Hi everyone,
I’m currently trying to use the Hailo Dataflow Compiler (v2025.10) to compile a custom face recognition model (ResNet50) and a YOLOv8m-seg model, but I’m running into a critical failure when trying to utilize my GPU for optimization.
The Environment:
-
Host OS: Debian
-
GPU: NVIDIA GeForce RTX 5060 Ti (16GB VRAM - Blackwell Architecture / Compute Capability 12.0)
-
Host Drivers: 595.58.03 (CUDA 13.2)
-
Software Suite:
hailo8_ai_sw_suite_2025-10:1(Docker) -
Container OS: Ubuntu 22.04 / Python 3.10
The Issue: Every time I attempt to run runner.optimize() with a calibration dataset, TensorFlow attempts to initialize the GPU and fails immediately with a CUDA_ERROR_INVALID_HANDLE. This happens even on a simple tf.constant(0.0) + 1.0 test.
Error Log:
tensorflow.python.framework.errors_impl.InternalError: {{function_node _wrapped__AddV2_device/job:localhost/replica:0/task:0/device:GPU:0}} ‘cuLaunchKernel(function, gridX, gridY, gridZ, blockX, blockY, blockZ, 0, reinterpret_cast(stream), params, nullptr)’ failed with ‘CUDA_ERROR_INVALID_HANDLE’ [Op:AddV2]
I also receive the following warning regarding JIT compilation:
tensorflow/core/common_runtime/gpu/gpu_device.cc:2433] TensorFlow was not built with CUDA kernel binaries compatible with compute capability 12.0. CUDA kernels will be jit-compiled from PTX, which could take 30 minutes or longer.
Steps Taken So Far:
-
Verified GPU visibility inside the container via
nvidia-smiandtf.config.list_physical_devices('GPU')(both successful). -
Set
TF_FORCE_GPU_ALLOW_GROWTH=true. -
Set
NVIDIA_DISABLE_REQUIRE=1to bypass driver version mismatches. -
Expanded JIT cache via
CUDA_CACHE_MAXSIZE. -
Attempted to install
cuda-nvcc-12-5inside the container to provide a more modern PTX compiler. -
Forced
LD_LIBRARY_PATHto include cuDNN 9 and CUDA 12.5 libs.
The Problem: It appears that the TensorFlow version bundled with the current Hailo SDK cannot successfully JIT-compile kernels for the Blackwell (RTX 50-series) architecture using the internal CUDA 11.8/12.5 toolkits.
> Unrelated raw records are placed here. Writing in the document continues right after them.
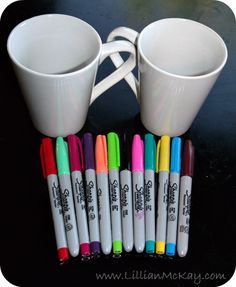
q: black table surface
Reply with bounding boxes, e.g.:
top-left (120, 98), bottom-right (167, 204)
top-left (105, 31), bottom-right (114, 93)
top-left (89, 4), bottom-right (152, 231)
top-left (0, 0), bottom-right (236, 286)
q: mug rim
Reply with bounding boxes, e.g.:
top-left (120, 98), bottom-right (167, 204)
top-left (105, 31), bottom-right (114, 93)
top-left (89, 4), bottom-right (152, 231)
top-left (137, 18), bottom-right (228, 80)
top-left (7, 13), bottom-right (102, 78)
This prevents me from using Level 1+ optimization (Adaround/QAT) which is required for the accuracy levels my project demands.
Questions:
-
Is there a workaround to enable GPU support for Blackwell cards in the current SDK?
-
Are there plans to update the internal TensorFlow/CUDA requirements in an upcoming release to support Compute Capability 12.0?
-
Can I manually upgrade the TensorFlow version within the Hailo virtualenv without breaking the
hailo_model_optimizationdependencies?
Any help would be greatly appreciated!
my compile_model.py:
from hailo_sdk_client import ClientRunner
import numpy as np
import os
import glob
from PIL import Image
onnx_path = “w600k_r50.onnx”
model_name = “custom_face_recognition”
calib_dir = “calib_data”
image_height = 112
image_width = 112
print(“1. Initializing Hailo-8 Compiler…”)
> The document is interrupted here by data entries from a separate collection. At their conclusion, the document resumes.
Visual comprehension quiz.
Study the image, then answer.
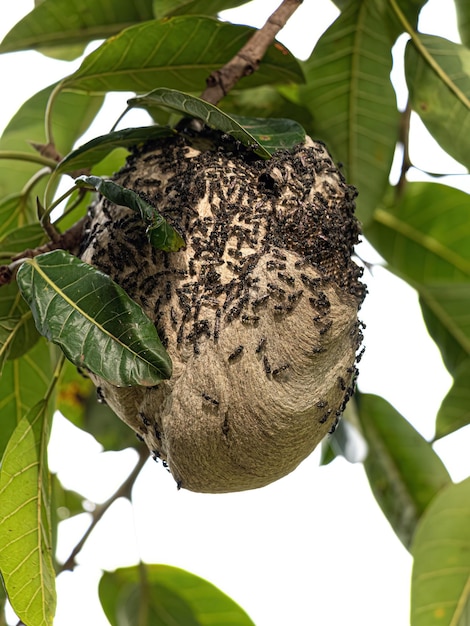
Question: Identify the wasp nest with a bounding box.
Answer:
[82,136,365,493]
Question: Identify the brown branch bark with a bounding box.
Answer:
[0,217,87,287]
[201,0,303,104]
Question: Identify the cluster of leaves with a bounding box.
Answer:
[0,0,470,626]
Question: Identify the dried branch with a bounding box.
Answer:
[201,0,302,104]
[57,447,149,574]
runner = ClientRunner(hw_arch=“hailo8”)
print(f"2. Parsing ONNX model: {onnx_path}…")
runner.translate_onnx_model(
onnx_path,
model_name,
start_node_names=None,
end_node_names=None
)
print(“3. Loading Calibration Data…”)
def load_calib_data():
images = glob.glob(os.path.join(calib_dir, “\*.jpg”))
if not images:
raise ValueError(f"CRITICAL: No .jpg images found in {calib_dir}/")
dataset = []
for img_path in images[:500]:
img = Image.open(img_path).convert('RGB')
img = img.resize((image_width, image_height))
# Convert to numpy array and add a batch dimension
img_array = np.array(img).astype(np.float32)
dataset.append(img_array)
dataset = dataset * 3
return np.array(dataset)
calib_data = load_calib_data()
print(f"Loaded {len(calib_data)} images. Starting Optimization (Quantization)…")
runner.load_model_script(‘face_opt.alls’)
print(“Starting Deep Optimization (Guided by .alls script)…”)
runner.optimize(calib_data)
print(“4. Compiling to .hef format…”)
hef = runner.compile()
print(“5. Saving model…”)
with open(f"{model_name}.hef", “wb”) as f:
f.write(hef)
print(f"DONE! saved as {model_name}.hef")
the output of compile_model.py:
Traceback (most recent call last):
File “/workspace/compile_model.py”, line 1, in
from hailo_sdk_client import ClientRunner
File “/local/workspace/hailo_virtualenv/lib/python3.10/site-packages/hailo_sdk_client/_init_.py”, line 29, in
import hailo_model_optimization # noqa: F401
File “/local/workspace/hailo_virtualenv/lib/python3.10/site-packages/hailo_model_optimization/_init_.py”, line 53, in
tf.constant(0.0) + 1.0
File “/local/workspace/hailo_virtualenv/lib/python3.10/site-packages/tensorflow/python/util/traceback_utils.py”, line 153, in error_handler
raise e.with_traceback(filtered_tb) from None
File “/local/workspace/hailo_virtualenv/lib/python3.10/site-packages/tensorflow/python/framework/ops.py”, line 6002, in raise_from_not_ok_status
raise core._status_to_exception(e) from None # pylint: disable=protected-access
tensorflow.python.framework.errors_impl.InternalError: {{function_node _wrapped__AddV2_device/job:localhost/replica:0/task:0/device:GPU:0}} ‘cuLaunchKernel(function, gridX, gridY, gridZ, blockX, blockY, blockZ, 0, reinterpret_cast(stream), params, nullptr)’ failed with ‘CUDA_ERROR_INVALID_HANDLE’ [Op:AddV2] name: